Microfluidically produced microcapsules with amphiphilic polymer conetwork shells

Microcapsules with aqueous core can be conveniently prepared by water-in-oil-in-water double emulsion microfluidics. However, conventional shell materials are either based on polymers or monomers that are soluble in the oil phase, or based on hydrophobic colloidal particles. As a result, microcapsules derived from double emulsions usually feature a hydrophobic shell that is not semipermeable for water-soluble compounds. While capsules with semipermeable hydrogel shells have been demonstrated, these may exhibit poor mechanical properties and lack the robustness required in many applications. In this study, amphiphilic polymer conetworks (APCNs) based on poly(2-hydroxyethyl acrylate)-linked by-polydimethylsiloxane (PHEA-l-PDMS) are introduced as a new class of wall materials in double emulsion microcapsules. These APCNs are mechanically robust silicone hydrogels that are swellable and permeable to water, and are soft and elastic in the dry and swollen states. Thus, the microcapsules can be dried and rehydrated multiple times or shrunken in sodium chloride salt solutions without getting damaged. Moreover, the APCNs are semipermeable for hydrophilic organic compounds, while being impermeable for macromolecules and colloids. Thus, they can be loaded with macromolecules or nanoparticles during microfluidic formation, and with organic molecules after capsule synthesis. Uptake into and release from the capsules were studied with the model compounds fluorescein and fluorescently labelled dextran. Moreover, the microcapsules served as microreactors for catalytically active platinum nanoparticles that decomposed hydrogen peroxide.
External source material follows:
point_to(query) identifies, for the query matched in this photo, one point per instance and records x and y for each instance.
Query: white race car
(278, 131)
Finally, the surface of APCN microcapsules can be selectively functionalized with a cholesterol-based linker that non-covalently binds to the hydrophobic domains of the APCN. Thus, APCN microcapsules represent versatile and broadly applicable capsules that could find application for the controlled delivery of drugs, as microreactors for synthesis, or even as scaffolds for synthetic cells.